The poetry roundtable with (top to bottom) Janet McAdams, Gordon Henry and Kim Blaeser will also focus on developing a Native American Studies correlate.
Guest WriterRenowned contemporary Native American poets Janet McAdams, Kim Blaeser and Gordon Henry will come to Vassar on Nov. 8 for the poetry roundtable “Earthworks: A Night of Native American Poetry.” Each poet will read from their new works and discuss them in an open question-and-answer forum starting at 5:30 p.m. in Sanders Auditorium. Organizers of the event hope the roundtable will add momentum to building a Native American Studies correlate.
Postdoctoral Fellow in American Culture Molly McGlennen coordinated the event.
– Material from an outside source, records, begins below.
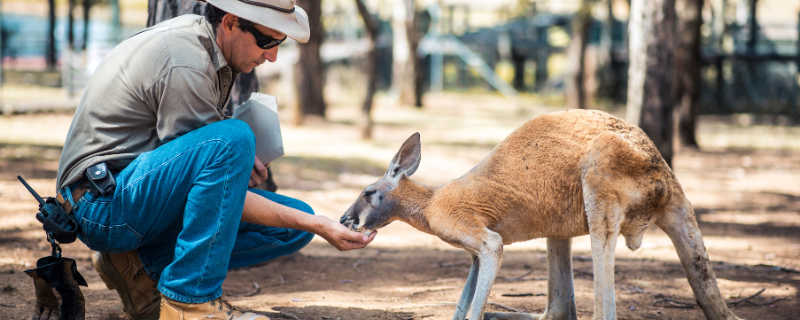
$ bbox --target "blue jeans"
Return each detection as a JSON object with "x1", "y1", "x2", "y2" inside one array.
[{"x1": 67, "y1": 120, "x2": 314, "y2": 303}]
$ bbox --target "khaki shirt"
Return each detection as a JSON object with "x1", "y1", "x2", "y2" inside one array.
[{"x1": 56, "y1": 14, "x2": 239, "y2": 191}]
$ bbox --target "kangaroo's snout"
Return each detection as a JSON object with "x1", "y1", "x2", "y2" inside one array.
[
  {"x1": 339, "y1": 196, "x2": 381, "y2": 236},
  {"x1": 339, "y1": 207, "x2": 360, "y2": 231}
]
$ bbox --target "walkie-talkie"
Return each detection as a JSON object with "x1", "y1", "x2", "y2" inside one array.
[{"x1": 17, "y1": 176, "x2": 79, "y2": 244}]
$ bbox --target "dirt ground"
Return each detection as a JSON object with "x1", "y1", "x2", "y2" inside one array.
[{"x1": 1, "y1": 94, "x2": 799, "y2": 320}]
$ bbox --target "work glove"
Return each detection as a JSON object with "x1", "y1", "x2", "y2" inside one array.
[{"x1": 25, "y1": 257, "x2": 88, "y2": 320}]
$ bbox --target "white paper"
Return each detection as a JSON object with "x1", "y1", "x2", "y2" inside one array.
[{"x1": 232, "y1": 93, "x2": 284, "y2": 164}]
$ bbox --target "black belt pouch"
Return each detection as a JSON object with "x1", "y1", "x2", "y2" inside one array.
[{"x1": 86, "y1": 162, "x2": 116, "y2": 196}]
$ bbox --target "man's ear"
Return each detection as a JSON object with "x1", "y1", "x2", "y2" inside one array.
[{"x1": 220, "y1": 13, "x2": 237, "y2": 34}]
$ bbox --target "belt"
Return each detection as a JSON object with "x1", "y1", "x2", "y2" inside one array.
[{"x1": 55, "y1": 180, "x2": 92, "y2": 214}]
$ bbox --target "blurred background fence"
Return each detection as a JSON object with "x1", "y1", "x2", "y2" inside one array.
[{"x1": 1, "y1": 0, "x2": 799, "y2": 122}]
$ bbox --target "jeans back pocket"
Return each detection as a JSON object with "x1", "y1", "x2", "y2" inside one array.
[{"x1": 80, "y1": 218, "x2": 143, "y2": 253}]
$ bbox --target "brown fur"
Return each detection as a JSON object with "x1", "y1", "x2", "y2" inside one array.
[
  {"x1": 340, "y1": 109, "x2": 742, "y2": 320},
  {"x1": 400, "y1": 110, "x2": 670, "y2": 247}
]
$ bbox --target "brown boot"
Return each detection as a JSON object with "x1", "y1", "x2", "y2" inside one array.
[
  {"x1": 160, "y1": 295, "x2": 269, "y2": 320},
  {"x1": 93, "y1": 251, "x2": 160, "y2": 320}
]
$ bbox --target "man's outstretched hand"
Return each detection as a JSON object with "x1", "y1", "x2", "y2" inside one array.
[{"x1": 316, "y1": 216, "x2": 377, "y2": 251}]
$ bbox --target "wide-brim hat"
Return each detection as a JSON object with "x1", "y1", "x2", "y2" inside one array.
[{"x1": 202, "y1": 0, "x2": 310, "y2": 43}]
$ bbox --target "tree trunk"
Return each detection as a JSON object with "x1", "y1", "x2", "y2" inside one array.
[
  {"x1": 147, "y1": 0, "x2": 205, "y2": 27},
  {"x1": 535, "y1": 26, "x2": 549, "y2": 91},
  {"x1": 595, "y1": 0, "x2": 618, "y2": 101},
  {"x1": 355, "y1": 0, "x2": 379, "y2": 140},
  {"x1": 745, "y1": 0, "x2": 758, "y2": 95},
  {"x1": 401, "y1": 0, "x2": 423, "y2": 108},
  {"x1": 626, "y1": 0, "x2": 676, "y2": 167},
  {"x1": 46, "y1": 0, "x2": 57, "y2": 70},
  {"x1": 674, "y1": 0, "x2": 703, "y2": 148},
  {"x1": 293, "y1": 0, "x2": 326, "y2": 123},
  {"x1": 747, "y1": 0, "x2": 758, "y2": 54},
  {"x1": 565, "y1": 0, "x2": 593, "y2": 109},
  {"x1": 512, "y1": 53, "x2": 526, "y2": 91},
  {"x1": 82, "y1": 0, "x2": 94, "y2": 51},
  {"x1": 68, "y1": 0, "x2": 76, "y2": 49}
]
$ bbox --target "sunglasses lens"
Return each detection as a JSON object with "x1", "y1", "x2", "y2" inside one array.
[
  {"x1": 246, "y1": 24, "x2": 285, "y2": 49},
  {"x1": 258, "y1": 38, "x2": 280, "y2": 49}
]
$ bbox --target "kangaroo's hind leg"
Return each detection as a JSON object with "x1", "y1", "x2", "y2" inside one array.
[
  {"x1": 580, "y1": 131, "x2": 648, "y2": 320},
  {"x1": 583, "y1": 190, "x2": 623, "y2": 320},
  {"x1": 656, "y1": 199, "x2": 743, "y2": 320},
  {"x1": 484, "y1": 238, "x2": 577, "y2": 320}
]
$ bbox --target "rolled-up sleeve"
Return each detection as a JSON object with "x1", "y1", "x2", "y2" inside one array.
[{"x1": 152, "y1": 66, "x2": 223, "y2": 143}]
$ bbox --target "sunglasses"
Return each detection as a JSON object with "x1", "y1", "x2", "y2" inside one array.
[{"x1": 241, "y1": 23, "x2": 287, "y2": 49}]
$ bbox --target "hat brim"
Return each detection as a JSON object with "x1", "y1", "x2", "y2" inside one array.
[{"x1": 204, "y1": 0, "x2": 310, "y2": 43}]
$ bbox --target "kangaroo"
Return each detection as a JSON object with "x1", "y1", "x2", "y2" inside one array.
[{"x1": 340, "y1": 109, "x2": 743, "y2": 320}]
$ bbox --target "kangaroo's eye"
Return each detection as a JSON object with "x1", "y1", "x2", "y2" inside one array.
[{"x1": 364, "y1": 190, "x2": 376, "y2": 197}]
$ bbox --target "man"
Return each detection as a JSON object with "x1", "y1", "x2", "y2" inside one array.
[
  {"x1": 146, "y1": 0, "x2": 281, "y2": 194},
  {"x1": 54, "y1": 0, "x2": 377, "y2": 319}
]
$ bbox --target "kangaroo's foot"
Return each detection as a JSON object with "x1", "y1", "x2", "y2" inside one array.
[
  {"x1": 484, "y1": 311, "x2": 576, "y2": 320},
  {"x1": 484, "y1": 312, "x2": 542, "y2": 320}
]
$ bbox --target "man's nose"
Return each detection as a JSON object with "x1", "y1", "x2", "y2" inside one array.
[{"x1": 263, "y1": 47, "x2": 278, "y2": 63}]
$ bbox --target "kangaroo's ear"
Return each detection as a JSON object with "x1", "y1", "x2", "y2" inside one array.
[{"x1": 387, "y1": 132, "x2": 422, "y2": 178}]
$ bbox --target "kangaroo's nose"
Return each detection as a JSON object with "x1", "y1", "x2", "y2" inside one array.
[{"x1": 340, "y1": 214, "x2": 358, "y2": 227}]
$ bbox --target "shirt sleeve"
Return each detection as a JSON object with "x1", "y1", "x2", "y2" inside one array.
[{"x1": 151, "y1": 66, "x2": 224, "y2": 143}]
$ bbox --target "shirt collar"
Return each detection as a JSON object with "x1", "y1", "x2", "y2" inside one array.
[{"x1": 202, "y1": 17, "x2": 230, "y2": 72}]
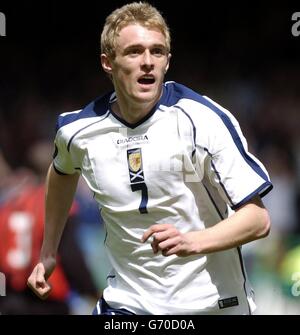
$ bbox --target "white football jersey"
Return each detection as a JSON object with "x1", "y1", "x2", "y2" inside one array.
[{"x1": 53, "y1": 82, "x2": 272, "y2": 315}]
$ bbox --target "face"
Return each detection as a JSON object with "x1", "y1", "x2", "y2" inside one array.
[{"x1": 101, "y1": 24, "x2": 171, "y2": 107}]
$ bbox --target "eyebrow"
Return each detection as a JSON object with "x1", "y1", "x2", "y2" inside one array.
[{"x1": 124, "y1": 43, "x2": 167, "y2": 51}]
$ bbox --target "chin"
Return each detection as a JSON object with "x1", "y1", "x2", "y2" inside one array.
[
  {"x1": 135, "y1": 93, "x2": 157, "y2": 103},
  {"x1": 136, "y1": 88, "x2": 160, "y2": 101}
]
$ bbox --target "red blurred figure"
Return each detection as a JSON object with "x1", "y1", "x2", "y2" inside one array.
[{"x1": 0, "y1": 142, "x2": 98, "y2": 314}]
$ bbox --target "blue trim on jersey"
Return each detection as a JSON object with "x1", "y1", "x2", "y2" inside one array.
[
  {"x1": 53, "y1": 163, "x2": 68, "y2": 175},
  {"x1": 204, "y1": 146, "x2": 273, "y2": 209},
  {"x1": 162, "y1": 82, "x2": 270, "y2": 183},
  {"x1": 55, "y1": 91, "x2": 113, "y2": 132},
  {"x1": 53, "y1": 144, "x2": 58, "y2": 159},
  {"x1": 232, "y1": 181, "x2": 273, "y2": 210},
  {"x1": 64, "y1": 92, "x2": 114, "y2": 151},
  {"x1": 173, "y1": 105, "x2": 196, "y2": 158},
  {"x1": 161, "y1": 81, "x2": 206, "y2": 107},
  {"x1": 109, "y1": 85, "x2": 168, "y2": 129},
  {"x1": 204, "y1": 147, "x2": 234, "y2": 206},
  {"x1": 202, "y1": 184, "x2": 224, "y2": 220},
  {"x1": 260, "y1": 183, "x2": 273, "y2": 198},
  {"x1": 67, "y1": 115, "x2": 110, "y2": 151},
  {"x1": 110, "y1": 107, "x2": 156, "y2": 129},
  {"x1": 236, "y1": 246, "x2": 252, "y2": 315},
  {"x1": 210, "y1": 159, "x2": 235, "y2": 206}
]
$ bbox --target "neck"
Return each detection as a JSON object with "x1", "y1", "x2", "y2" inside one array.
[
  {"x1": 112, "y1": 100, "x2": 155, "y2": 124},
  {"x1": 112, "y1": 86, "x2": 163, "y2": 125}
]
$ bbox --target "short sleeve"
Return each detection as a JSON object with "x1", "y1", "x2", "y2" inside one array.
[
  {"x1": 52, "y1": 128, "x2": 77, "y2": 175},
  {"x1": 199, "y1": 97, "x2": 272, "y2": 210}
]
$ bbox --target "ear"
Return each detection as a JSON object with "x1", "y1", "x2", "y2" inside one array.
[
  {"x1": 164, "y1": 53, "x2": 172, "y2": 74},
  {"x1": 101, "y1": 54, "x2": 113, "y2": 74}
]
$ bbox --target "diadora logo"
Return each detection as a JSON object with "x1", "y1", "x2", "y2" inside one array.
[
  {"x1": 117, "y1": 134, "x2": 149, "y2": 145},
  {"x1": 0, "y1": 12, "x2": 6, "y2": 37}
]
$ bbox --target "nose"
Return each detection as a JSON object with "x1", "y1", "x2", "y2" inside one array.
[{"x1": 141, "y1": 50, "x2": 154, "y2": 70}]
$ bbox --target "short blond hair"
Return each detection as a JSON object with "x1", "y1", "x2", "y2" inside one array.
[{"x1": 101, "y1": 2, "x2": 171, "y2": 59}]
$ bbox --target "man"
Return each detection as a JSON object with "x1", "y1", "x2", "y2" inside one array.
[{"x1": 27, "y1": 2, "x2": 272, "y2": 315}]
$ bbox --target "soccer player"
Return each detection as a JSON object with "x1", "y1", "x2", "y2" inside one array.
[{"x1": 27, "y1": 2, "x2": 272, "y2": 315}]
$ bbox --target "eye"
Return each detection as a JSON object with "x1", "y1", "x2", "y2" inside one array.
[
  {"x1": 130, "y1": 48, "x2": 140, "y2": 55},
  {"x1": 125, "y1": 47, "x2": 143, "y2": 56},
  {"x1": 151, "y1": 47, "x2": 166, "y2": 57}
]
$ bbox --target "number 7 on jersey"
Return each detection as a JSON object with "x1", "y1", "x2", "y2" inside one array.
[{"x1": 127, "y1": 148, "x2": 148, "y2": 214}]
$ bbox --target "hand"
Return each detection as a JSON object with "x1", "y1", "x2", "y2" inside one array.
[
  {"x1": 27, "y1": 256, "x2": 56, "y2": 300},
  {"x1": 142, "y1": 223, "x2": 199, "y2": 257}
]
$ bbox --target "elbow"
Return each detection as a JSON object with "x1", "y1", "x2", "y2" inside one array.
[{"x1": 256, "y1": 208, "x2": 271, "y2": 239}]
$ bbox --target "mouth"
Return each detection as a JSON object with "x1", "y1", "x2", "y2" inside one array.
[{"x1": 137, "y1": 75, "x2": 155, "y2": 86}]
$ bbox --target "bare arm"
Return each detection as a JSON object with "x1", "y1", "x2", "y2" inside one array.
[
  {"x1": 27, "y1": 163, "x2": 80, "y2": 298},
  {"x1": 142, "y1": 195, "x2": 271, "y2": 257}
]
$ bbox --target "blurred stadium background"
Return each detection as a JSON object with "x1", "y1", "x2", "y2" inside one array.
[{"x1": 0, "y1": 0, "x2": 299, "y2": 314}]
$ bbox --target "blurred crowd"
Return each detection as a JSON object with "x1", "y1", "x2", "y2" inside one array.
[
  {"x1": 0, "y1": 140, "x2": 107, "y2": 314},
  {"x1": 0, "y1": 10, "x2": 300, "y2": 313}
]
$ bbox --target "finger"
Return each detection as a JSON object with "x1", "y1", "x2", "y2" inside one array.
[
  {"x1": 150, "y1": 233, "x2": 167, "y2": 253},
  {"x1": 36, "y1": 264, "x2": 46, "y2": 285},
  {"x1": 161, "y1": 243, "x2": 182, "y2": 257},
  {"x1": 33, "y1": 285, "x2": 52, "y2": 300},
  {"x1": 142, "y1": 227, "x2": 155, "y2": 243},
  {"x1": 162, "y1": 249, "x2": 171, "y2": 257},
  {"x1": 27, "y1": 266, "x2": 40, "y2": 289},
  {"x1": 36, "y1": 284, "x2": 52, "y2": 300},
  {"x1": 142, "y1": 224, "x2": 173, "y2": 242},
  {"x1": 151, "y1": 240, "x2": 159, "y2": 254},
  {"x1": 153, "y1": 229, "x2": 178, "y2": 242},
  {"x1": 27, "y1": 264, "x2": 52, "y2": 300},
  {"x1": 158, "y1": 236, "x2": 180, "y2": 253},
  {"x1": 28, "y1": 278, "x2": 52, "y2": 300},
  {"x1": 142, "y1": 226, "x2": 163, "y2": 242},
  {"x1": 150, "y1": 232, "x2": 166, "y2": 254}
]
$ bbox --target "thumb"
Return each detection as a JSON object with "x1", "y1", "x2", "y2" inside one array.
[
  {"x1": 36, "y1": 263, "x2": 47, "y2": 286},
  {"x1": 27, "y1": 262, "x2": 52, "y2": 300}
]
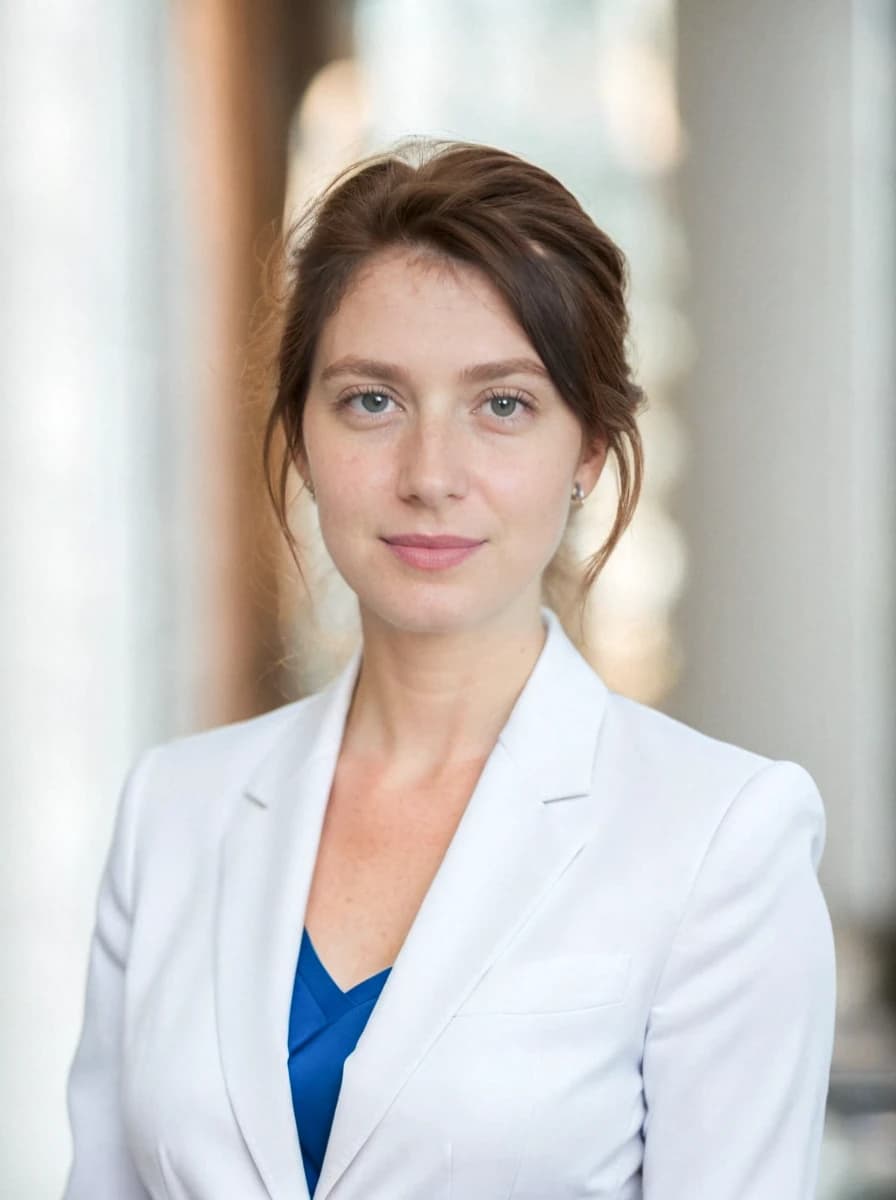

McGlennen is a scholar in Native American poetry and literature and is a poet herself. “I think it will be such an exciting event for students and faculty and the community at large to get the chance to hear these voices—important, important, American voices,” she said.
Janet McAdams, the Robert P. Hubbard Professor of Poetry at Kenyon College, is the editor of Earthworks, a book series that focuses on Native American poetry and pulls together works from different contemporary Native American authors.
Her own poetry has been published in North American Review, Poetry, Women’s Review of Books and Kenyon Review, among others. McAdams has also published reviews, articles and essays in numerous journals, including SAIL: Studies in American Indian Literature.
Another guest, Kim Blaeser, who is of Anishinaabe descent, is the author of Absentee Indians and Other Poems, Apprenticed from Justice and the poetry collection Trailing You. She currently teaches creative writing, Native American literature and American nature writing at the University of Wisconsin, Milwaukee.
Gordon Henry, also of Anishinaabe descent, is an Associate Professor of English at Michigan State University, and has published many literary works, including the novel The Light People and the stories The Prisoner of Haiku and Sleeping in Rain. He is best known for his poetry anthology, Songs From This Earth On Turtle’s Back: Contemporary American Indian Poetry.
In addition to a night of poetry at the College, the event also intends to raise awareness for developing a Native American Studies correlate. “Building a correlate in Native American Studies within the American Culture Program is certainly one of the main goals surrounding the faculty seminars on Native Studies and the growth of the American Culture Program in general,” said McGlennen.
McGlennen and Professor of English Patricia Wallace will co-teach the Introduction to Native American Studies course next year. McGlennen will also have a course entitled Native American Women in the spring semester. The curriculum will expand to include courses developed and taught by the professors who have been involved in the discipline for the past two years.
Following the first Introduction to Native American Studies course she taught in Fall 2006, McGlennan said that students have expressed interest in developing a correlate. “It is my understanding that the push for a correlate in Native American Studies was student-initiated,” she said. “Students who were doing research projects and papers on Native American topics did not have an entire course or courses allotted to the study, or even a ‘go-to’ person.”
McGlennen feels poetry provides powerful insight to the culture. “I think there’s a genuine curiosity among non-Native people about contemporary Native cultures, the arts and indigenous politics and misrepresented histories,” she said. “I think poetry addresses all of that. You can’t read the poetry of Blaeser, or Henry, or McAdams without understanding the specific cultural contexts from which they write.”
The Office of the Dean of Faculty, the American Culture program and the English Department are co-sponsoring the event. “A number of faculty and administrators are supporting this event for a couple reasons: our love of poetry and our interest in trying to develop a Native American Studies curriculum within the American Culture program,” said Adjunct Associate Professor of English Judith Nichols.
The roundtable will also discuss the poetry in the context of diversity. “Talking about poetry in the context of literary studies or cultural studies can be healing or edifying for the community of people who participate in the conversation,” said Nichols. “Our community clearly needs to continue to pursue discourse on race—and poetry can help us do this deliberately.”